Better cache performance in Array#
|Reported by:||MikeIzbicki||Owned by:|
|Type of failure:||Runtime performance bug||Test Case:|
|Related Tickets:||Differential Rev(s):|
A common use case for arrays is to loop over them, performing an operation on each element of the array. For
ByteArray#s, this is guaranteed to have good cache performance: When element
i is accessed, the CPU's prefetcher will ensure that the element
i+1 is already sitting in cache, so the next loop will not suffer a cache miss. Currently, the
SmallArray# types do not significantly benefit from the prefetcher. This feature request asks for a few new primops that would improve the situation.
My understanding is that the "raw" element in an
Array# is actually a pointer to the region in memory associated with the "logical" element of the array. When looping, the subsequent pointers are guaranteed to get prefetched, but the subsequent logical element is not guaranteed to be prefetched. In particular, if we'll only get the benefits of prefetching on the logical elements if we're lucky enough that the memory manager happened to allocate these logical elements on the heap next to each other. I don't know enough about GHC internals to check the source code, but my experiments demonstrate that this is not currently happening in my use case, resulting in rather significant performance degradations. (The experiments are rather complicated, so I'm not attaching them.)

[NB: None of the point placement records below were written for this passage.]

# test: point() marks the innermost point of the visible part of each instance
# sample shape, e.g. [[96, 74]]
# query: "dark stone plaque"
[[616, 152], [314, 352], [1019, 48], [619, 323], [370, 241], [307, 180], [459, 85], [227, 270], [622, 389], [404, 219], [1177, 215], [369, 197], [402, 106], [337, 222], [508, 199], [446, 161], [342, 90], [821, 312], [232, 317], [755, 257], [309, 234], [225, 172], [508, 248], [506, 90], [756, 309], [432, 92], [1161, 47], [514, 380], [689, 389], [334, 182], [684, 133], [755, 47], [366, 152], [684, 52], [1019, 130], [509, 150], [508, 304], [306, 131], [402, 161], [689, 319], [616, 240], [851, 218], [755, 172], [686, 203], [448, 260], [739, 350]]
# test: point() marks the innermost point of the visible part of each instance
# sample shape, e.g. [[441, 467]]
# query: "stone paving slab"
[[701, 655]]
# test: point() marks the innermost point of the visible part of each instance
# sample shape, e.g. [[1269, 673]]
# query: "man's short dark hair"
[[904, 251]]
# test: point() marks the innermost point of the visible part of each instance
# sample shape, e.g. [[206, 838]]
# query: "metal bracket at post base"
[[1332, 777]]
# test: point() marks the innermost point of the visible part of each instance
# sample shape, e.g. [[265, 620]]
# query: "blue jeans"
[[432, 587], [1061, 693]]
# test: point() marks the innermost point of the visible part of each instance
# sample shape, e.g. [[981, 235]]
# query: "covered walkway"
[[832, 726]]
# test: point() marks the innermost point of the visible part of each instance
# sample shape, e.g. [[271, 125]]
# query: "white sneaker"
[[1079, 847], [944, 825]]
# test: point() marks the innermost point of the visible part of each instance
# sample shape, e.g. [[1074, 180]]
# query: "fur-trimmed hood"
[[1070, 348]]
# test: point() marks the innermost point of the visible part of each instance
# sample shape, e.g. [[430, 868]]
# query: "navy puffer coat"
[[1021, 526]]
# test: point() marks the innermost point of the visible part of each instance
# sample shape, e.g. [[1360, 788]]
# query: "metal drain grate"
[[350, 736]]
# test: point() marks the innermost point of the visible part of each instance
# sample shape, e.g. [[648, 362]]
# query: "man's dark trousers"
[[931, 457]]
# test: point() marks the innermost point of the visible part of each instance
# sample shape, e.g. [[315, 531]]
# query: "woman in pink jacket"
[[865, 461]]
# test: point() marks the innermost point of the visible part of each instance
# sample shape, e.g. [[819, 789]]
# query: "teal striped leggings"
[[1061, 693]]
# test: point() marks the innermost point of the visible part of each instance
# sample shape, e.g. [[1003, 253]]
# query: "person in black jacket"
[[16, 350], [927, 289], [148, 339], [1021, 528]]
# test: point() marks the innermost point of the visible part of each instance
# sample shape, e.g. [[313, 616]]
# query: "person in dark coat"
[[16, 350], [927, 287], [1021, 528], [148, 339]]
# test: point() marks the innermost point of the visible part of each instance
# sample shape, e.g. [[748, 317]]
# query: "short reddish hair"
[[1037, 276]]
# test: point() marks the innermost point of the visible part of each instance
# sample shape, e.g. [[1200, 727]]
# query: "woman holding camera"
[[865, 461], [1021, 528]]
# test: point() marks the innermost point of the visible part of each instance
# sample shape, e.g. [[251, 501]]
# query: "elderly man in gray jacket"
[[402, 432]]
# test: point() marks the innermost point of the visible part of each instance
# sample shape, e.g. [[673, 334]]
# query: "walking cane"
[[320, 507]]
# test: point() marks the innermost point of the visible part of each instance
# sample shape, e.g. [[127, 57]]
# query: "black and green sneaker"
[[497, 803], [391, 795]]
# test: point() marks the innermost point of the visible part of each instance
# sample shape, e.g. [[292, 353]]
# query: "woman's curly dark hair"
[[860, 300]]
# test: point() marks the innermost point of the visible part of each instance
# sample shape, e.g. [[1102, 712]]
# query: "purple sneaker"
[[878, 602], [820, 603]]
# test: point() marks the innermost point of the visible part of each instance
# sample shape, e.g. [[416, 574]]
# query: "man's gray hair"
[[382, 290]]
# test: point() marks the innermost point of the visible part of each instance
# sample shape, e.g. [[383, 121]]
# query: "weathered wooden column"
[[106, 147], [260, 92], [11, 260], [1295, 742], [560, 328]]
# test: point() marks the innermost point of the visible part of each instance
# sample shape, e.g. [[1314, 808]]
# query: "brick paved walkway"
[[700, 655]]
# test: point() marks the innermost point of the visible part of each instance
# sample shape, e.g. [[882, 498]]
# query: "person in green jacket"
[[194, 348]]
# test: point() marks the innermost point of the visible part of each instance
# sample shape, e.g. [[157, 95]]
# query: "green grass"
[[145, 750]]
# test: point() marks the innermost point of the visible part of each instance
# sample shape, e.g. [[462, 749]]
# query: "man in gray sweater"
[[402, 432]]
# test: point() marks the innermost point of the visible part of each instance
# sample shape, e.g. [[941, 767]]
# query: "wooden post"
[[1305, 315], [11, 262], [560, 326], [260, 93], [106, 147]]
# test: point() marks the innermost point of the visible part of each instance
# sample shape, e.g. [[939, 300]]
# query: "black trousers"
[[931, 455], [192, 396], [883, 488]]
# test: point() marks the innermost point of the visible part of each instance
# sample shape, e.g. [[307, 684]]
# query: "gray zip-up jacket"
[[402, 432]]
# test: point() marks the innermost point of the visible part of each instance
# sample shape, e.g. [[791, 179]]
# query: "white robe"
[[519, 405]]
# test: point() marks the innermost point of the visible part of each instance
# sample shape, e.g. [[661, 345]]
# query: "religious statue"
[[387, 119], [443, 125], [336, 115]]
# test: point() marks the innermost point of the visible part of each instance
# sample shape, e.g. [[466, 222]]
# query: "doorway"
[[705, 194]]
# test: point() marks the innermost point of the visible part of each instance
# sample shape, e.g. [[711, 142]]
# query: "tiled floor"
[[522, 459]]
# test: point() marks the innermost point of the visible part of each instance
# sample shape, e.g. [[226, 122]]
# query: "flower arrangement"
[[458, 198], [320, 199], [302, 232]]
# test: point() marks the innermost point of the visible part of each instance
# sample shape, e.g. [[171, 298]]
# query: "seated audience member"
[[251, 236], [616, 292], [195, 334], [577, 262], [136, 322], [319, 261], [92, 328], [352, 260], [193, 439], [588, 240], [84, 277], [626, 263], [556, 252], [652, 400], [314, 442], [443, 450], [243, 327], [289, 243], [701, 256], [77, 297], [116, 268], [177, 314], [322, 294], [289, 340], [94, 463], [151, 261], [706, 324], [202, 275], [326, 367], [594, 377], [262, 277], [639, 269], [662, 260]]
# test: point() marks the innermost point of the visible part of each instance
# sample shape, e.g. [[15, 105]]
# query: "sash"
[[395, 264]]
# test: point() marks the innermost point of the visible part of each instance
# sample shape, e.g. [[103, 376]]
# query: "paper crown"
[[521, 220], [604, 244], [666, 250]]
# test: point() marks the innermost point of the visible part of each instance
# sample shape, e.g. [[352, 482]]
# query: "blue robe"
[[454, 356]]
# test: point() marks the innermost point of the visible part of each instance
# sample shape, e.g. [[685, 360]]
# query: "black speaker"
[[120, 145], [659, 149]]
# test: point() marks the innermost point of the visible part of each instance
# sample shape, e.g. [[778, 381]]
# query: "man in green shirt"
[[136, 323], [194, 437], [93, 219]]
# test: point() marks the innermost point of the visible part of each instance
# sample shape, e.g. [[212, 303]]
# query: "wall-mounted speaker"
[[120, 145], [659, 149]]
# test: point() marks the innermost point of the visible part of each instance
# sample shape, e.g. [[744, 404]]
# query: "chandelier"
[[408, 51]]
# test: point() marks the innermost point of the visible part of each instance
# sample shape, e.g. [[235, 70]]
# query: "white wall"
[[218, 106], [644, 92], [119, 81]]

I propose adding the primops:
packArray# :: Array# a -> b -> b packSmallArray# :: SmallArray# a -> b -> b packMutableArray# :: MutableArray# s a -> State# s -> State# s packSmallMutableArray# :: SmallMutableArray# s a -> State# s -> State# s
These operations would have the semantic effect of noops, with the exception that they request that the logical elements in the arrays be arranged adjacently in memory. Thus, future loops over the arrays would benefit from CPU prefetching. There are a number of ways the memory manager could handle these requests, and I don't particular care which is chosen. For example, the memory manager could rearrange the memory immediately or wait until the next garbage collection pass and do it then.